President Barack Obama said over the weekend that he wants Congress to grant him the “authorization” to do what he feels he already has the “authority” to do: take military action against Syria.
This linguistic self-contradiction, highlighted by my National Review colleague Matthew Franck, is symptomatic of a widespread confusion about the president’s war powers. It is also a reversal of candidate Obama’s 2007 view that the Constitution lets the president initiate a military attack only to stop “an actual or imminent threat to the nation.” Nobody believes that the Syrian regime is such a threat.
Arguments about the limits of the president’s powers often get sidetracked by the War Powers Act, which requires the president to get congressional approval for military action within 60 days of taking it. No president has acknowledged that statute, passed over President Richard Nixon’s veto, as constitutional. That act gives the president both more and less power than the Constitution does. It subjects him to a congressional veto even if he is exercising his duties as commander in chief to respond to an imminent threat. At the same time it implicitly allows him to engage in temporary military actions even if he isn’t responding to a threat to the country and has no congressional authorization.
The Constitution trumps any statute. The question is whether its grant to Congress of the power to “declare war” means that Congress has to authorize discretionary military action -- that is, action that is not a response to a past or impending attack on Americans -- before the president can act.
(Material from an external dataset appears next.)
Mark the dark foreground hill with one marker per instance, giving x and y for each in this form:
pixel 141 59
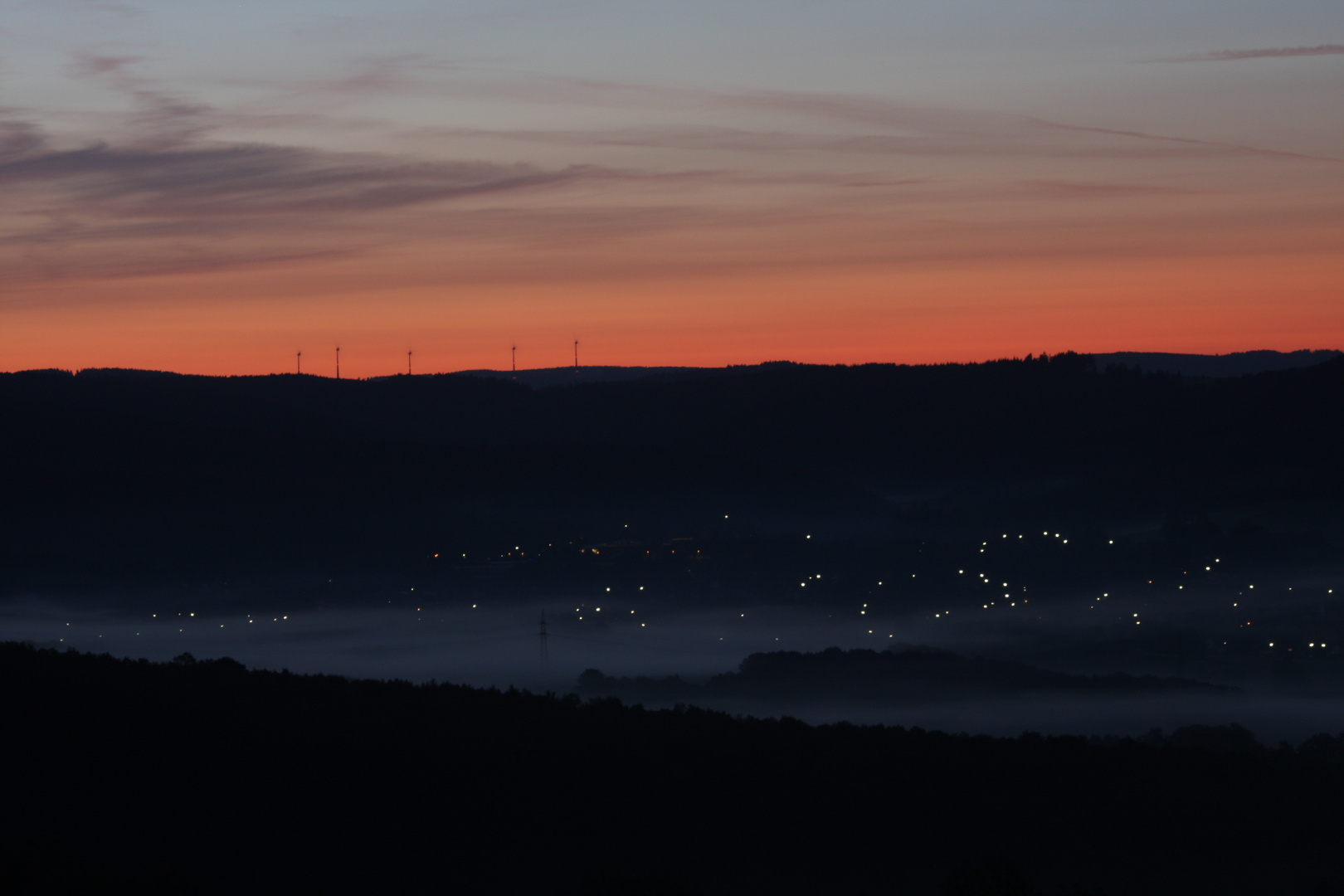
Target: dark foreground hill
pixel 895 677
pixel 205 777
It would be foolish to read the constitutional text to mean that Congress has to use the words “declare war” to make military action legitimate: The Constitution itself nowhere says anything to that effect.
The arguments that the president need not get congressional approval, however that approval is worded, have always struck me as sophistry: attempts to narrow the meaning of “declare” or “war” beyond any plausible construction. ("If it’s not World War II, it’s not really a war …") Franck points out that Alexander Hamilton, the Founding Father who took the most expansive view of presidential power, thought congressional approval was necessary. “I am not ready to say that [the president] has any other power than merely … to repel force by force,” he wrote in 1798, and to go further “requires the sanction of that Department which is to declare or make war.”
Or look at Federalist 69, in which Hamilton tries to build support for ratifying the Constitution by assuaging fears that the executive it creates would be too powerful. His power, he writes, will be “in substance much inferior” to that of the British king: “It would amount to nothing more than the supreme command and direction of the military and naval forces, as first General and admiral of the Confederacy; while that of the British king extends to the declaring of war and to the raising and regulating of fleets and armies -- all which, by the Constitution under consideration, would appertain to the legislature.”
Hamilton went on to say that the governors of New Hampshire and Massachusetts may well have more power over their militias. An artful proponent of broad presidential war powers could try to twist that passage, I suppose: Obama would just be “directing” the military to act in Syria, and “declaring” war doesn’t really mean what we think it means.
But the most natural reading of the evidence is that it’s Congress that moves us from a state of peace to a state of war. If Congress votes against a strike on Syria and the president acts anyway, he will be violating his oath of office.